For this project you will visualize time series data using a line chart, bar chart, and box plots. You will use Pandas, Matplotlib, and Seaborn to visualize a dataset containing the number of page views each day on the freeCodeCamp.org forum from 2016-05-09 to 2019-12-03. The data visualizations will help you understand the patterns in visits and identify yearly and monthly growth.
Use the data to complete the following tasks:
1. Use Pandas to import the data from fcc-forum-pageviews.csv
. Set the index to the "date" column.
2. Clean the data by filtering out days when the page views were in the top 2.5% of the dataset or bottom 2.5% of the dataset.

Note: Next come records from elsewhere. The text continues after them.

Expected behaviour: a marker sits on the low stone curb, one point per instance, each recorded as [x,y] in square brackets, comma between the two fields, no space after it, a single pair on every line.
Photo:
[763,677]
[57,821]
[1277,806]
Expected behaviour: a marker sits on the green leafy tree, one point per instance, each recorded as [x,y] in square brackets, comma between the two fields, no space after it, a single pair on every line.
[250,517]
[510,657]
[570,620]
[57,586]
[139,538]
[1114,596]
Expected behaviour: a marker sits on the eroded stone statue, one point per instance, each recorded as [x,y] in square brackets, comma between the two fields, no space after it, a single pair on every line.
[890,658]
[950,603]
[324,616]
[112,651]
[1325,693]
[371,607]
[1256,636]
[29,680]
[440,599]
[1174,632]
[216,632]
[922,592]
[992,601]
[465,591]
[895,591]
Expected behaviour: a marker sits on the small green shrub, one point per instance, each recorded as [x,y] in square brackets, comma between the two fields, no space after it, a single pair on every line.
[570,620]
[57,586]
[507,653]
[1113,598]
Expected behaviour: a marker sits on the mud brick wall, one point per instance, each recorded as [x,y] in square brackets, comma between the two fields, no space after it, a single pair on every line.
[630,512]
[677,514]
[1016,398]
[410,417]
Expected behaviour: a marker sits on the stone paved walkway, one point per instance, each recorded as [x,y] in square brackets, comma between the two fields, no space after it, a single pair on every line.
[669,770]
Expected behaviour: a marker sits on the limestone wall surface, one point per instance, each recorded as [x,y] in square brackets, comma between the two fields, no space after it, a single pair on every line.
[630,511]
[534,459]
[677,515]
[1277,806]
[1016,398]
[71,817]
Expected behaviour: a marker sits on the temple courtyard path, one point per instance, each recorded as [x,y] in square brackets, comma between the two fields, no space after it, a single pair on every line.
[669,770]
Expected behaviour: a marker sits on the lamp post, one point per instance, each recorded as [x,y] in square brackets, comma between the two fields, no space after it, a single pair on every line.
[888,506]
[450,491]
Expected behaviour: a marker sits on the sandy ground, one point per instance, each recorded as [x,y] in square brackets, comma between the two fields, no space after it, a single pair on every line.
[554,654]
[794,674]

3. Create a draw_line_plot
function that uses Matplotlib to draw a line chart similar to examples/Figure_1.png
. The title should be "Daily freeCodeCamp Forum Page Views 5/2016-12/2019". The label on the x axis should be "Date" and the label on the y axis should be "Page Views".
4. Create a draw_bar_plot
function that draws a bar chart similar to examples/Figure_2.png
. It should show average daily page views for each month grouped by year. The legend should show month labels and have a title of "Months". On the chart, the label on the x axis should be "Years" and the label on the y axis should be "Average Page Views".
5. Create a draw_box_plot
function that uses Searborn to draw two adjacent box plots similar to examples/Figure_3.png
. These box plots should show how the values are distributed within a given year or month and how it compares over time. The title of the first chart should be "Year-wise Box Plot (Trend)" and the title of the second chart should be "Month-wise Box Plot (Seasonality)". Make sure the month labels on bottom start at "Jan" and the x and x axis are labeled correctly. The boilerplate includes commands to prepare the data.